The event brought together Atlanta-based business professionals experienced in offering funding to developing companies, for a panel discussion on breaking into larger markets, ending with a one-on-one fireside chat with former Atlanta mayor and civil rights icon, Ambassador Andrew Young.

Each guest speaker on the first panel talked about their experiences in lending and accumulating capital, and how their current companies work with smaller businesses to stimulate their growth.

Tony Hilliard, private bank market executive for Bank of America, said it’s important to consider the character of minority- and women-owned businesses requesting assistance, in order to match them with the resources best suited for their models of operations. He also said minority business owners should broaden their horizons and get creative with their methods of entrepreneurship as a way to make up for lost profits and time generated by systemic inequality.

“I think we have the opportunity that exists going forward to think differently about the businesses that are possible, and where we can lend into situations that we probably wouldn’t have done because we don’t have the legacy of a few generations that have taken over a business,” Hilliard said. “What we’re thinking about now is, ‘How do we foundationally think about the future of lending?’ And that, to me, has a broader DEI lens than we’ll probably have ever experienced.”

The federal government also has a hand in supporting minority-owned businesses in their financial pursuits. Through a series of programs and other resources, the Georgia Minority Business Development Agency Business Center, located inside the Georgia Institute of Technology, offers assistance to growing ventures generating a minimum of $500,000 annually.

Jennifer Pasley, project director at the Georgia MBDA, said the organization’s accommodation strategies aren’t one-size-fits-all for its clients, and that meeting companies where they are in their entrepreneurial journeys is necessary in helping them expand physically and financially. 

“What we learned is that a company can complete an application and submit it to a financial institution and be denied. Take that same application to another institution, and it is approved,” Pasley said. “So, we have learned that it’s not a cookie cutter situation.

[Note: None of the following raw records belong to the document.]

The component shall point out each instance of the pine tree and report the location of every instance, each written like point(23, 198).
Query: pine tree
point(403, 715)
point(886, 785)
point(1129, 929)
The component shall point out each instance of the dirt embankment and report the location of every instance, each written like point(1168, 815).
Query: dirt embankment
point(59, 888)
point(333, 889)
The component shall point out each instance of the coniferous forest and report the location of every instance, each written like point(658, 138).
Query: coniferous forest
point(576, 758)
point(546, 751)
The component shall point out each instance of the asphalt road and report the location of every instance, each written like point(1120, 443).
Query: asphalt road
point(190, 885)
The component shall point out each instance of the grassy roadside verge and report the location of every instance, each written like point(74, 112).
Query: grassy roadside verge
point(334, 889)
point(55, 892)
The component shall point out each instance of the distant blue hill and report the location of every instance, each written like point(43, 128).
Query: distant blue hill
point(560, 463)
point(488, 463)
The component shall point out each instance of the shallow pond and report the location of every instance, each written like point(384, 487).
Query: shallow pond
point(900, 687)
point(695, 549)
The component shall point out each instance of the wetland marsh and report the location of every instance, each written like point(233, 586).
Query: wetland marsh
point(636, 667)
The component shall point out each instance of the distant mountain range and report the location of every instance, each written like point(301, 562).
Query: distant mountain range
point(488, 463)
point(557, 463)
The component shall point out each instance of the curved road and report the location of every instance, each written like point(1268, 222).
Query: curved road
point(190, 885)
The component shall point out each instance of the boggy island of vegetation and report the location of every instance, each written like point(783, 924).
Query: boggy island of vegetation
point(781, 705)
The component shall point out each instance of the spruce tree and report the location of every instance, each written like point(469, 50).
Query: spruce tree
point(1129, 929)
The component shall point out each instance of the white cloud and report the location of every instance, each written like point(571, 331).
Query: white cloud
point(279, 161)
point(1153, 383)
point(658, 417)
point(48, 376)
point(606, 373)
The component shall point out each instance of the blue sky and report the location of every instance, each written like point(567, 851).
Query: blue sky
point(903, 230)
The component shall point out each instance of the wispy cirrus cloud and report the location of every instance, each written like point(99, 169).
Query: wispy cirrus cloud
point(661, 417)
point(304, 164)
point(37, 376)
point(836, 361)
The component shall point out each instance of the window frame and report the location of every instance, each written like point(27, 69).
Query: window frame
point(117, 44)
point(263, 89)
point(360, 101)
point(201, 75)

Every situation is unique.”

Kenneth Saffold, co-founder of minority-owned investment firm o15 Capital Partners, said that focusing on funding ventures dedicated to bringing about social, racial and gender equality is crucial to the firm’s mission.  

“You need to have capital in order to participate in capitalism,” Saffold said. “[The] 1800s ‘capital’ was land. Today, we think that by investing in these types of businesses, we’re providing capital for them to thrive and flourish and for them to ultimately be successful.”

All panelists also acknowledged the importance of networking as entrepreneurs working to expand their businesses.

Pasley added that entrepreneurs should take advantage of funding opportunities granted by public and private entities left untouched following the course of the pandemic. She also said to surround yourself with intelligent financial advisors and educate yourself on the monetary resources available at your disposal.

“It’s important to know what you don’t know,” Pasley said.

During his panel, Young discussed Atlanta’s evolution since his time in office, as well as his investment in the Black-owned digital banking platform, Greenwood.

Greenwood, a financial technology company co-founded by Atlanta-based rapper and activist Killer Mike, gives users a space to save and invest their money in a way that directly benefits minority communities. The venture, named after the historic African American district located in Tulsa, Oklahoma, commonly referred to as ‘Black Wall Street’, intends to circulate wealth within the Black and Latinx communities in a fashion similar to that seen within the Midwestern landmark at its prime.

Ambassador Young joined the project by the time its launch was announced in 2020, citing a desire to address widespread poverty as a reason for getting involved.

“I don’t know anything about money,” Young said. “I know people, and I know human need. And I think that’s my role.”

Young also said that the current generation of entrepreneurs has the chance to positively impact the world in more ways than the civil rights leaders of the 1950s and 1960s by building upon the framework they established.

“I’m trying to invite you or let you know that whether you like it or not, you are part of the same movement that I’ve spent my life in,” Young said. “Only you’re in a [financial position] to end poverty, and you’ve got a job.”